The addition $k + (m-k)$ has no carry in base $p$ if and only if $a_\lambda + b_\lambda < p$ for $0 \leqslant \lambda \leqslant \ell$, and then we see that $c_\lambda = a_\lambda + b_\lambda$ for all $\lambda$, hence $s_p(m) = s_p(k) + s_p(m-k)$. If on the other hand the addition has carries, that is, $a_\lambda + b_\lambda \geqslant p$ for some $\lambda$, say the first carry occurs at the digit with index $\delta$, then we have $c_\lambda = a_\lambda + b_\lambda$ for $0 \leqslant \lambda < \delta$, and $c_\delta = a_\delta + b_\delta - p$. If no further carries occur, then we have $c_{\delta+1} = a_{\delta+1} + b_{\delta+1} + 1$ and $c_\lambda = a_\lambda + b_\lambda$ for $\lambda > \delta+1$ and $s_p(m) = s_p(k) + s_p(m-k) - (p-1)$. If further carries occur, each carry reduces the digit sum by $p-1$, so we have

$$\frac{s_p(k) + s_p(m-k) - s_p(m)}{p-1} = \text{ number of carries in the base-$p$ addition}.$$

For base $2$, a carry occurs if and only if $k$ and $m-k$ have a common $1$-bit.

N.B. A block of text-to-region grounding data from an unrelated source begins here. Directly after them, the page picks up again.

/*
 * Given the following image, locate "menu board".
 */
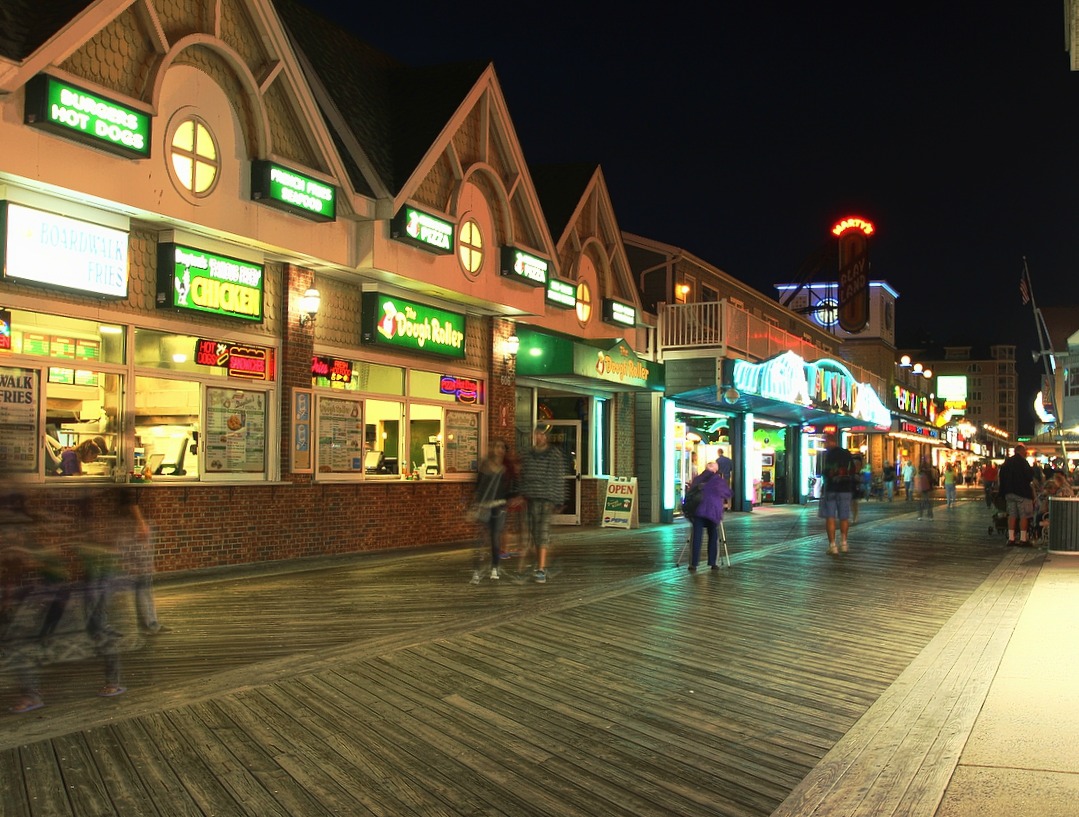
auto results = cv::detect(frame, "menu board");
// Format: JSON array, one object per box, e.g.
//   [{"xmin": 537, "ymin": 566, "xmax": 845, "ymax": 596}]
[
  {"xmin": 443, "ymin": 409, "xmax": 480, "ymax": 473},
  {"xmin": 0, "ymin": 366, "xmax": 39, "ymax": 473},
  {"xmin": 316, "ymin": 397, "xmax": 364, "ymax": 473},
  {"xmin": 23, "ymin": 334, "xmax": 48, "ymax": 356},
  {"xmin": 51, "ymin": 336, "xmax": 76, "ymax": 359},
  {"xmin": 204, "ymin": 387, "xmax": 266, "ymax": 473},
  {"xmin": 76, "ymin": 339, "xmax": 101, "ymax": 361}
]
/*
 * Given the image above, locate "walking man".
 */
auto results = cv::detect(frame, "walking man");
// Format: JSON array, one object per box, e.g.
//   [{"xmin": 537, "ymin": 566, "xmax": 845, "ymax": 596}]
[
  {"xmin": 902, "ymin": 459, "xmax": 915, "ymax": 501},
  {"xmin": 519, "ymin": 427, "xmax": 568, "ymax": 583},
  {"xmin": 819, "ymin": 433, "xmax": 854, "ymax": 555}
]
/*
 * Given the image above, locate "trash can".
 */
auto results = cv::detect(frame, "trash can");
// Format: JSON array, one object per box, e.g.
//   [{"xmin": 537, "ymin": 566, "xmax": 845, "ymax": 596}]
[{"xmin": 1048, "ymin": 496, "xmax": 1079, "ymax": 553}]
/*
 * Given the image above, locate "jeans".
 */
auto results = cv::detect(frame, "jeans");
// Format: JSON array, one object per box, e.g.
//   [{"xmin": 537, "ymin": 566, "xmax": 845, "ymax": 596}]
[
  {"xmin": 904, "ymin": 481, "xmax": 913, "ymax": 501},
  {"xmin": 945, "ymin": 484, "xmax": 957, "ymax": 508},
  {"xmin": 885, "ymin": 481, "xmax": 894, "ymax": 501},
  {"xmin": 690, "ymin": 516, "xmax": 719, "ymax": 567},
  {"xmin": 484, "ymin": 507, "xmax": 507, "ymax": 569}
]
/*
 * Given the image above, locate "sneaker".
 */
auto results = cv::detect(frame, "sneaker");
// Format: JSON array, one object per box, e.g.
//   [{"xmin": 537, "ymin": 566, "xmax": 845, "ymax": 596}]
[
  {"xmin": 490, "ymin": 568, "xmax": 499, "ymax": 580},
  {"xmin": 534, "ymin": 569, "xmax": 547, "ymax": 584},
  {"xmin": 827, "ymin": 544, "xmax": 839, "ymax": 555},
  {"xmin": 469, "ymin": 571, "xmax": 481, "ymax": 585}
]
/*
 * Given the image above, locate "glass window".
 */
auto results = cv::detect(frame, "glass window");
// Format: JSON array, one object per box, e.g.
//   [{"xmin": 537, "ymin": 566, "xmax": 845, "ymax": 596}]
[
  {"xmin": 458, "ymin": 217, "xmax": 484, "ymax": 277},
  {"xmin": 1, "ymin": 366, "xmax": 41, "ymax": 475},
  {"xmin": 169, "ymin": 116, "xmax": 219, "ymax": 197},
  {"xmin": 310, "ymin": 360, "xmax": 482, "ymax": 479},
  {"xmin": 576, "ymin": 281, "xmax": 592, "ymax": 325},
  {"xmin": 315, "ymin": 395, "xmax": 364, "ymax": 474}
]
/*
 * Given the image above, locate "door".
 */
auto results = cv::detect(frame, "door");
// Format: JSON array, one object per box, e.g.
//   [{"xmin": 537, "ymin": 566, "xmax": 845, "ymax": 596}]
[{"xmin": 546, "ymin": 420, "xmax": 581, "ymax": 525}]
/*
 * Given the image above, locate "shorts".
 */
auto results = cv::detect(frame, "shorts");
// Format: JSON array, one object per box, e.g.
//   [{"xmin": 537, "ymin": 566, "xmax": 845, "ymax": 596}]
[
  {"xmin": 1005, "ymin": 493, "xmax": 1034, "ymax": 519},
  {"xmin": 818, "ymin": 491, "xmax": 852, "ymax": 520}
]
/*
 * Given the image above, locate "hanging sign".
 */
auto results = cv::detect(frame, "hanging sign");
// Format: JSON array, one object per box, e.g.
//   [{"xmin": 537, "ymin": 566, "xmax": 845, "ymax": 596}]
[
  {"xmin": 601, "ymin": 298, "xmax": 636, "ymax": 327},
  {"xmin": 251, "ymin": 160, "xmax": 336, "ymax": 221},
  {"xmin": 390, "ymin": 205, "xmax": 454, "ymax": 254},
  {"xmin": 0, "ymin": 310, "xmax": 11, "ymax": 351},
  {"xmin": 157, "ymin": 243, "xmax": 264, "ymax": 321},
  {"xmin": 601, "ymin": 476, "xmax": 638, "ymax": 529},
  {"xmin": 500, "ymin": 246, "xmax": 548, "ymax": 287},
  {"xmin": 546, "ymin": 277, "xmax": 577, "ymax": 309},
  {"xmin": 24, "ymin": 74, "xmax": 151, "ymax": 159},
  {"xmin": 361, "ymin": 293, "xmax": 466, "ymax": 358}
]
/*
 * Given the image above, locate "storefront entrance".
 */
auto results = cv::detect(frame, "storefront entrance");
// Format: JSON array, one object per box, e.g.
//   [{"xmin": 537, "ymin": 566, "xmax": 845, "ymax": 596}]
[{"xmin": 546, "ymin": 420, "xmax": 581, "ymax": 525}]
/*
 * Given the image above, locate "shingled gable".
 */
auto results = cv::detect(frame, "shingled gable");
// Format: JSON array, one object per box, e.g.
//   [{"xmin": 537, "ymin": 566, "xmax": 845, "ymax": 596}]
[
  {"xmin": 3, "ymin": 0, "xmax": 352, "ymax": 213},
  {"xmin": 532, "ymin": 162, "xmax": 642, "ymax": 310},
  {"xmin": 274, "ymin": 0, "xmax": 488, "ymax": 200}
]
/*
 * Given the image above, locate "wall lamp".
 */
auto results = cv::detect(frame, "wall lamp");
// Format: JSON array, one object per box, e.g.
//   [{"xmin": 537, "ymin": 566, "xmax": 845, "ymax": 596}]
[
  {"xmin": 298, "ymin": 288, "xmax": 321, "ymax": 327},
  {"xmin": 502, "ymin": 334, "xmax": 520, "ymax": 362}
]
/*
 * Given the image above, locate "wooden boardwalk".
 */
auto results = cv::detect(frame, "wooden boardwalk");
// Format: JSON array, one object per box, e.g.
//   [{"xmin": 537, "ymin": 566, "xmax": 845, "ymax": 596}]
[{"xmin": 0, "ymin": 493, "xmax": 1040, "ymax": 816}]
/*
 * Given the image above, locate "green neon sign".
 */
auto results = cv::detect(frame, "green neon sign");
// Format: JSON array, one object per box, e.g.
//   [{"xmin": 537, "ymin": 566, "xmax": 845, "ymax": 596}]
[
  {"xmin": 156, "ymin": 243, "xmax": 264, "ymax": 322},
  {"xmin": 546, "ymin": 277, "xmax": 577, "ymax": 309},
  {"xmin": 390, "ymin": 205, "xmax": 455, "ymax": 254},
  {"xmin": 500, "ymin": 246, "xmax": 548, "ymax": 287},
  {"xmin": 24, "ymin": 74, "xmax": 151, "ymax": 159},
  {"xmin": 251, "ymin": 160, "xmax": 336, "ymax": 221},
  {"xmin": 361, "ymin": 293, "xmax": 465, "ymax": 358}
]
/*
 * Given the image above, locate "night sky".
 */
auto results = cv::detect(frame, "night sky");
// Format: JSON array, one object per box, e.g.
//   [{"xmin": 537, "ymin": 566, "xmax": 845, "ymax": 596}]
[{"xmin": 289, "ymin": 1, "xmax": 1079, "ymax": 431}]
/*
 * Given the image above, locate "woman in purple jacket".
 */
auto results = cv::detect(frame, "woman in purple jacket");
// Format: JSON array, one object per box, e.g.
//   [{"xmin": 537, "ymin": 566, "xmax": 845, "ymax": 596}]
[{"xmin": 686, "ymin": 460, "xmax": 734, "ymax": 571}]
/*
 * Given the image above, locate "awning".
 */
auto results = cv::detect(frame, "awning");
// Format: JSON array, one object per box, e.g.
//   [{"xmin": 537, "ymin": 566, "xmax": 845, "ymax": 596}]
[{"xmin": 516, "ymin": 327, "xmax": 664, "ymax": 392}]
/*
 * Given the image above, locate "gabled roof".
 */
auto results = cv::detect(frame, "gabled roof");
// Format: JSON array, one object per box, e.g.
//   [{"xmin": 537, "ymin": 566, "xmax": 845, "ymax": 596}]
[
  {"xmin": 273, "ymin": 0, "xmax": 487, "ymax": 199},
  {"xmin": 531, "ymin": 163, "xmax": 600, "ymax": 243},
  {"xmin": 0, "ymin": 0, "xmax": 92, "ymax": 61},
  {"xmin": 1040, "ymin": 306, "xmax": 1079, "ymax": 351}
]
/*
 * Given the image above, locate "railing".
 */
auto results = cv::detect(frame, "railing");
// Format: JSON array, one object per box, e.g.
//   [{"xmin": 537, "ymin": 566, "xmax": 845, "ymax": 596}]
[{"xmin": 656, "ymin": 300, "xmax": 886, "ymax": 396}]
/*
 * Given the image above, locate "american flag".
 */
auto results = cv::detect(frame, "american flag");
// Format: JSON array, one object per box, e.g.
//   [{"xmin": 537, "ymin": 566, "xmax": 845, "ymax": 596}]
[{"xmin": 1020, "ymin": 274, "xmax": 1030, "ymax": 306}]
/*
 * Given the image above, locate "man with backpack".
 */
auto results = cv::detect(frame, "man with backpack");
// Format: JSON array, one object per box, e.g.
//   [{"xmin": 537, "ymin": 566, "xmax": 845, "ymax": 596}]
[{"xmin": 820, "ymin": 433, "xmax": 854, "ymax": 555}]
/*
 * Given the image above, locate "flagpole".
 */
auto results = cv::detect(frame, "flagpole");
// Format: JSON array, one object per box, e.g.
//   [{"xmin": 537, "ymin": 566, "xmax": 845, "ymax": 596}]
[{"xmin": 1022, "ymin": 257, "xmax": 1068, "ymax": 471}]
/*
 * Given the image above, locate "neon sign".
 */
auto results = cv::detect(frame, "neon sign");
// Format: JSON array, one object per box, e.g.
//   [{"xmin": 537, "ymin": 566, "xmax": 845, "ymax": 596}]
[
  {"xmin": 732, "ymin": 351, "xmax": 891, "ymax": 427},
  {"xmin": 390, "ymin": 205, "xmax": 454, "ymax": 254},
  {"xmin": 24, "ymin": 74, "xmax": 151, "ymax": 159},
  {"xmin": 832, "ymin": 216, "xmax": 875, "ymax": 237}
]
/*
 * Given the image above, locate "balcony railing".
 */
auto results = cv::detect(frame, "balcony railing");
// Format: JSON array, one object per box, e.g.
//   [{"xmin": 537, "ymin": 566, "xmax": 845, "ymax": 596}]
[{"xmin": 657, "ymin": 300, "xmax": 886, "ymax": 397}]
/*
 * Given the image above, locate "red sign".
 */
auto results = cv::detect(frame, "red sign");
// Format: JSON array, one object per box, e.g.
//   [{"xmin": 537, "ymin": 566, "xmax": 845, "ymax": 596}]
[
  {"xmin": 311, "ymin": 356, "xmax": 353, "ymax": 383},
  {"xmin": 195, "ymin": 339, "xmax": 274, "ymax": 380},
  {"xmin": 0, "ymin": 309, "xmax": 11, "ymax": 351},
  {"xmin": 835, "ymin": 216, "xmax": 871, "ymax": 333},
  {"xmin": 440, "ymin": 374, "xmax": 483, "ymax": 404}
]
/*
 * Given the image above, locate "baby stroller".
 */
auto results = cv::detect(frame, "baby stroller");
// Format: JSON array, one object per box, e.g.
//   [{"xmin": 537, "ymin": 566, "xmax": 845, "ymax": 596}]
[{"xmin": 988, "ymin": 492, "xmax": 1008, "ymax": 536}]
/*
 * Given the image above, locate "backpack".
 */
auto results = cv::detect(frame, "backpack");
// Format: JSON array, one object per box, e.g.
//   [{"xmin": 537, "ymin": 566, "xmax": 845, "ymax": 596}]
[{"xmin": 681, "ymin": 472, "xmax": 713, "ymax": 517}]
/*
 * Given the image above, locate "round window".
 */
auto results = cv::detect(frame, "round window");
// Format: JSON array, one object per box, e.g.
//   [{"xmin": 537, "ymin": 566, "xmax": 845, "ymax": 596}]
[
  {"xmin": 168, "ymin": 114, "xmax": 219, "ymax": 198},
  {"xmin": 458, "ymin": 216, "xmax": 484, "ymax": 277}
]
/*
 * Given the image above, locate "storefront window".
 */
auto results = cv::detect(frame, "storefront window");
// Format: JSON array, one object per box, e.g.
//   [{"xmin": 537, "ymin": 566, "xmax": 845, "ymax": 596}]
[
  {"xmin": 311, "ymin": 361, "xmax": 482, "ymax": 479},
  {"xmin": 134, "ymin": 375, "xmax": 273, "ymax": 481},
  {"xmin": 1, "ymin": 311, "xmax": 125, "ymax": 480}
]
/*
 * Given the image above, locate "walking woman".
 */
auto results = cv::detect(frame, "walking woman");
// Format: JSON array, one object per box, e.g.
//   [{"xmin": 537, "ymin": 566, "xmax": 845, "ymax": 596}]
[{"xmin": 470, "ymin": 440, "xmax": 516, "ymax": 583}]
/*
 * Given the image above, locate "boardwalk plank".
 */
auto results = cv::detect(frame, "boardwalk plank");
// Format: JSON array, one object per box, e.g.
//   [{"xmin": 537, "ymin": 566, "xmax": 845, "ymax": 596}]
[
  {"xmin": 80, "ymin": 726, "xmax": 164, "ymax": 817},
  {"xmin": 19, "ymin": 741, "xmax": 72, "ymax": 817}
]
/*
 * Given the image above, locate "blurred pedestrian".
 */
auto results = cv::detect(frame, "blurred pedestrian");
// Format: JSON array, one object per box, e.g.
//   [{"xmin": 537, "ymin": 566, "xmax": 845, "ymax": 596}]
[
  {"xmin": 113, "ymin": 488, "xmax": 163, "ymax": 633},
  {"xmin": 902, "ymin": 460, "xmax": 915, "ymax": 502},
  {"xmin": 518, "ymin": 427, "xmax": 568, "ymax": 584},
  {"xmin": 943, "ymin": 463, "xmax": 957, "ymax": 509},
  {"xmin": 981, "ymin": 460, "xmax": 999, "ymax": 508},
  {"xmin": 470, "ymin": 440, "xmax": 515, "ymax": 583},
  {"xmin": 916, "ymin": 462, "xmax": 935, "ymax": 520},
  {"xmin": 685, "ymin": 461, "xmax": 733, "ymax": 571},
  {"xmin": 819, "ymin": 433, "xmax": 854, "ymax": 555},
  {"xmin": 882, "ymin": 461, "xmax": 896, "ymax": 502}
]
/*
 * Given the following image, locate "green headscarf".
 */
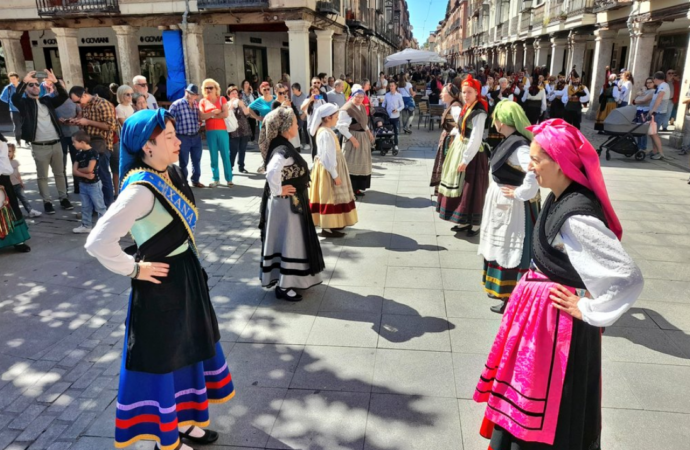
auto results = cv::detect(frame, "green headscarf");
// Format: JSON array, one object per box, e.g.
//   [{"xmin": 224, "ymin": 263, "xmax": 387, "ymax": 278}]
[{"xmin": 492, "ymin": 99, "xmax": 534, "ymax": 141}]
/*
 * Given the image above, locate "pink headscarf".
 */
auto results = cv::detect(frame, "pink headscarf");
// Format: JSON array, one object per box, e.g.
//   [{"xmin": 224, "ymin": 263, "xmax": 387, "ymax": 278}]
[{"xmin": 526, "ymin": 119, "xmax": 623, "ymax": 240}]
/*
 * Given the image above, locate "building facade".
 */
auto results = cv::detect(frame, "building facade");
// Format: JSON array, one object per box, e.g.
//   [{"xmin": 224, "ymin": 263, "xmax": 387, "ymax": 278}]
[
  {"xmin": 435, "ymin": 0, "xmax": 468, "ymax": 69},
  {"xmin": 431, "ymin": 0, "xmax": 690, "ymax": 146},
  {"xmin": 0, "ymin": 0, "xmax": 413, "ymax": 108}
]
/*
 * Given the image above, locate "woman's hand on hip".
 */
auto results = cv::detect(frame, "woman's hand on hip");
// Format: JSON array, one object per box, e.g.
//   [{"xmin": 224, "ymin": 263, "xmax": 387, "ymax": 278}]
[
  {"xmin": 500, "ymin": 186, "xmax": 517, "ymax": 199},
  {"xmin": 550, "ymin": 284, "xmax": 583, "ymax": 320},
  {"xmin": 457, "ymin": 163, "xmax": 467, "ymax": 173},
  {"xmin": 281, "ymin": 185, "xmax": 297, "ymax": 196},
  {"xmin": 137, "ymin": 262, "xmax": 170, "ymax": 284}
]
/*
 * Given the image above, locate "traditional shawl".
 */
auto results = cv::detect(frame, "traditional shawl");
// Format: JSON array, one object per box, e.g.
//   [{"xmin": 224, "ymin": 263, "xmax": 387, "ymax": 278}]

Thus there is exactly one odd binomial coefficient $\binom{m}{k}$ for $1 \leqslant k \leqslant \left\lfloor \frac{m}{2}\right\rfloor$ if and only if $m$ has exactly two $1$-bits in its binary expansion. If $m$ is a power of $2$ (has only one $1$-bit), then every nontrivial addition $k + (m-k) = m$ has carry in base $2$, and if $m$ has at least three $1$-bits, then at least two of the powers of $2$ in the binary expansion of $m$ are $\leqslant \left\lfloor\frac{m}{2}\right\rfloor$ and the corresponding binomial coefficients are both odd.

So the even $n$ such that $\binom{2n}{r}$ is odd for exactly one $1 \leqslant r \leqslant n-1$ are precisely the numbers $n = 2^a + 2^b$ with $1 \leqslant a < b$. Then the binomial coefficient $\binom{2n}{2^{a+1}}$ is odd, and all other are even.